ジョバンニはそのカムパネルラはもうあの銀河のはづれにしかゐないといふやうな気がしてしかたなかったのです。
(中略)
ジョバンニは思はずかけよって博士の前に立って、ぼくはカムパネルラの行った方を知ってゐますぼくはカムパネルラといっしょに歩いてゐたのですと云はうとしましたがもうのどがつまって何とも云へませんでした。

それにもかかわらずジョバンニのポケットにリンゴがはいっていた気配はありませんでした。すでに二人がポケットにリンゴをしまった時点で、賢治の頭からはリンゴは蒸発してしまったという気がします。もうその時点ではリンゴの役目は終わったのでしょう。
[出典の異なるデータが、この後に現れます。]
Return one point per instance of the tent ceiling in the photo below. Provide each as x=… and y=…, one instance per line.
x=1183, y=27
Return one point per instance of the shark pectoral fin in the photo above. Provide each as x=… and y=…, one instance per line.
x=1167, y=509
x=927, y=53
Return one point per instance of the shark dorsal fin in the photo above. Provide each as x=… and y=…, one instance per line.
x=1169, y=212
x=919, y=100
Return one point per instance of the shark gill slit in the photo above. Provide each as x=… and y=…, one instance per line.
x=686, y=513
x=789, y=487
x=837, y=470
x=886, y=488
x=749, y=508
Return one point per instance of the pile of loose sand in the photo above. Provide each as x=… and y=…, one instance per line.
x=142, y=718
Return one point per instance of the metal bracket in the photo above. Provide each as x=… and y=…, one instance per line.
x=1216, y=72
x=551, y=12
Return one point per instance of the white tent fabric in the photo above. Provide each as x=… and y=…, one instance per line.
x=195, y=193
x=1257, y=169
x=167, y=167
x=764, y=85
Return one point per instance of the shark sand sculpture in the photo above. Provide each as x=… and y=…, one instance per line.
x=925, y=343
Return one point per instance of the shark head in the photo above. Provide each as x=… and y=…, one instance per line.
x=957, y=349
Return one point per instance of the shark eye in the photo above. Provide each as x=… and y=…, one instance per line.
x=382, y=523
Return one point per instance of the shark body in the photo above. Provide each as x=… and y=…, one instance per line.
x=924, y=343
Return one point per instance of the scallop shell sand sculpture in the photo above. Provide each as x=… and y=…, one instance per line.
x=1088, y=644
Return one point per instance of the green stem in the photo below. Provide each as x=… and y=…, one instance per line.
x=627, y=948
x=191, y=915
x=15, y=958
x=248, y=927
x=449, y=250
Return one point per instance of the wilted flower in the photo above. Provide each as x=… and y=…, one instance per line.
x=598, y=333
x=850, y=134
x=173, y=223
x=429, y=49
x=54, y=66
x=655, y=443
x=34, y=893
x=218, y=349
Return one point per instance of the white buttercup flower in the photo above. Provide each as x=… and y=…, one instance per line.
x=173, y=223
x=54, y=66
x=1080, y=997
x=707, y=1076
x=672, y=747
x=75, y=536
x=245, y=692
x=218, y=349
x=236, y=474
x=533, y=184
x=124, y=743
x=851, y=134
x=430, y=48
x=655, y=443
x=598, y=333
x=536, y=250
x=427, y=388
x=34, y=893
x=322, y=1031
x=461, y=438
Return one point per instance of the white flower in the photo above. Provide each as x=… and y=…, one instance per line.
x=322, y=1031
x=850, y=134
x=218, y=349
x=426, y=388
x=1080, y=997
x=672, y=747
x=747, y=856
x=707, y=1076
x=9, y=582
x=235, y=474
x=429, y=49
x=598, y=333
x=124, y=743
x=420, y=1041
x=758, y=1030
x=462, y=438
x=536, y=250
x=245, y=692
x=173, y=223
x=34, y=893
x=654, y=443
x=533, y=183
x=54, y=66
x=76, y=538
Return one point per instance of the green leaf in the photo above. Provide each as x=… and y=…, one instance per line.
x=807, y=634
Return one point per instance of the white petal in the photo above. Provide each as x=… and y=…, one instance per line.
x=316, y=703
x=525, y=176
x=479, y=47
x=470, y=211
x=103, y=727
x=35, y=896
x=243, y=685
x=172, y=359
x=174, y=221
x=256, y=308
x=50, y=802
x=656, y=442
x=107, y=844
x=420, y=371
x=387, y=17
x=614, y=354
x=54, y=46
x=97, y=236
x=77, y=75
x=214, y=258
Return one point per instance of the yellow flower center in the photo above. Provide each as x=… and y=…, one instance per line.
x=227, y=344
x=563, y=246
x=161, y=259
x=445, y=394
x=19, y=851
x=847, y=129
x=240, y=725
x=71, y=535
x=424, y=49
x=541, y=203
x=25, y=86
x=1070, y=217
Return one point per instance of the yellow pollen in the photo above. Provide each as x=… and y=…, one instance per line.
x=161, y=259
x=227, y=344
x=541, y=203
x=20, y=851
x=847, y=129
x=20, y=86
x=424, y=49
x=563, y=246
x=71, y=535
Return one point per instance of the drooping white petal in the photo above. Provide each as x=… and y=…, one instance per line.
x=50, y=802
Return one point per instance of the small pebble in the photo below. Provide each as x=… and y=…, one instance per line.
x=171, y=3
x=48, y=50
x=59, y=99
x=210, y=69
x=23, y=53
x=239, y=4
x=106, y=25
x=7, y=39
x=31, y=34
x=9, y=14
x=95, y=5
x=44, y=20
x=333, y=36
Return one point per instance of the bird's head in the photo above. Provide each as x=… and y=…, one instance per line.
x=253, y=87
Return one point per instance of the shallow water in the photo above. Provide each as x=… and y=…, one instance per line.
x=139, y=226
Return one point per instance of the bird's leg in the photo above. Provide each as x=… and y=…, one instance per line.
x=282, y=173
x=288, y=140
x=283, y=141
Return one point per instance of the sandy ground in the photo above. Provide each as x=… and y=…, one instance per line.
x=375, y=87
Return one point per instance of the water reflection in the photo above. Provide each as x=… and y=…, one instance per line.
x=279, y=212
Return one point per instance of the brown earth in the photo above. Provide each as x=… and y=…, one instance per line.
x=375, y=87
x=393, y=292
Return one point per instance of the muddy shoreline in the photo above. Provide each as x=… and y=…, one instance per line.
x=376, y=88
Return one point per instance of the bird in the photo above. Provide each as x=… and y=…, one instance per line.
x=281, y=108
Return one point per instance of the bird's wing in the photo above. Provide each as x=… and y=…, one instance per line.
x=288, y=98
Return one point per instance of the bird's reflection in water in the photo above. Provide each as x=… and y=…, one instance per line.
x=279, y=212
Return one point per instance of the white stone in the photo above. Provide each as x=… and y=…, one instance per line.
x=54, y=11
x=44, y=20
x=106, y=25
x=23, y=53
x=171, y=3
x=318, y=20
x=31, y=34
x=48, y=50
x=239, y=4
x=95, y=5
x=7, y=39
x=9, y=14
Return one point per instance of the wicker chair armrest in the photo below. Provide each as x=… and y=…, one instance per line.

逆に言えば、燈台守とリンゴの場面にこそリンゴの役割があったということになります。

第2次稿ではジョバンニがカムパネルラへの嫉妬とともに青リンゴに憧れたり、汽車の中で青年一行が憩いのリンゴを食べたりしました。リンゴの役割は他の作品に現れたリンゴと同様にあまり広がりはありませんでした。しかし第3次稿になると、他者に与える癒やしのリンゴとなって現れます。リンゴをめぐって汽車の中で心が通い合う場面が生まれました。

『銀河鉄道の夜』という作品が何度も推敲される中で、ジョバンニやカムパネルラがそれぞれに精神的な深まりをみせていったように、リンゴも磨かれて輝きを増していったと言っていいようです。

リンゴの花蓮の華

晩年まで手入れした『銀河鉄道の夜』において、賢治はそれまでは美しいけれどただのリンゴであった物体を他者のこころが慰められるような蓮華の慈悲として昇華させたように思います。リンゴのきれいな皮が昇華してしまうという表現はそれをなぞっているかのようです。

剥いたそのきれいな皮も、くるくるコルク抜きのやうな形になって床へ落ちるまでの間にはすうっと灰いろに光って蒸発してしまふのでした。

銀河の旅の終わりで、カムパネルラの眼に浮かんだ「きれいな涙」もきっとそんなふうに消えていったのです。